Part of this work was presented as an Abstract at the EASL Conference, 2008.
Expression of liver-specific markers in naïve adipose-derived mesenchymal stem cells
Article first published online: 9 JUN 2009
© 2009 John Wiley & Sons A/S
Volume 29, Issue 9, pages 1326–1337, October 2009
How to Cite
Zemel, R., Bachmetov, L., Ad-El, D., Abraham, A. and Tur-Kaspa, R. (2009), Expression of liver-specific markers in naïve adipose-derived mesenchymal stem cells. Liver International, 29: 1326–1337. doi: 10.1111/j.1478-3231.2009.02054.x
- Issue published online: 3 SEP 2009
- Article first published online: 9 JUN 2009
- Received 18 February 2009Accepted 25 April 2009
- adipose-derived mesenchymal stem cells (ADMSC);
- adipose tissue;
- hepatic differentiation;
- mesenchymal stem cells (MSC)
Background: Increasing evidence suggests that adipose tissue contains mesenchymal stem cells (MSC) that possess the ability to transdifferentiate into other cell types including hepatocytes, similar to bone marrow-derived stem cells. The existence of precommitted cells in the MSC population may explain transdifferentiation.
Aims: Our aim was to identify a population of putative hepatocyte-like precursor cells in human adipose tissue.
Methods: We analysed the ‘basal’ hepatic potential of undifferentiated, naïve human adipose-derived mesenchymal stem cells (hADMSC). hADMSC were isolated from human adipose tissue and characterized for cell surface markers and for liver-specific gene expression.
Results: The isolated undifferentiated naïve hADMSCs expressed MSC surface markers. They also expressed α-fetoprotein, CK18, CK19 and HNF4, which are known as early liver expressing genes. Interestingly, the undifferentiated naïve hADMSC were also positive for albumin, G-6-P and α-1-antitrypsin (AAT), which are all known to be predominantly expressed in adult liver cells. These cells acquired a hepatocyte-specific phenotype and function upon treatment with a differentiation medium, resulting in the upregulation of albumin, G-6-P and AAT. Moreover, urea production, glycogen storage ability and cellular uptake of indocyanine green, which were absent in the basal state, were evident in the treated cells.

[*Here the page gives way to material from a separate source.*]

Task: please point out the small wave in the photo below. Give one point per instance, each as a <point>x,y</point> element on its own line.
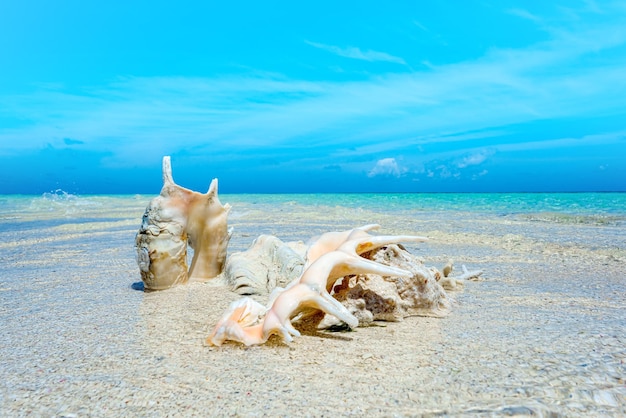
<point>564,218</point>
<point>61,201</point>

Conclusions: Our findings suggest the presence of cells with hepatocyte-like properties that are isolated from human adipose tissue and that can readily acquire hepatocyte-like functions. Adipose tissue could thus be an exciting alternative means for repopulating the liver after various injuries, and might serve as a source for the transplantation of liver cells.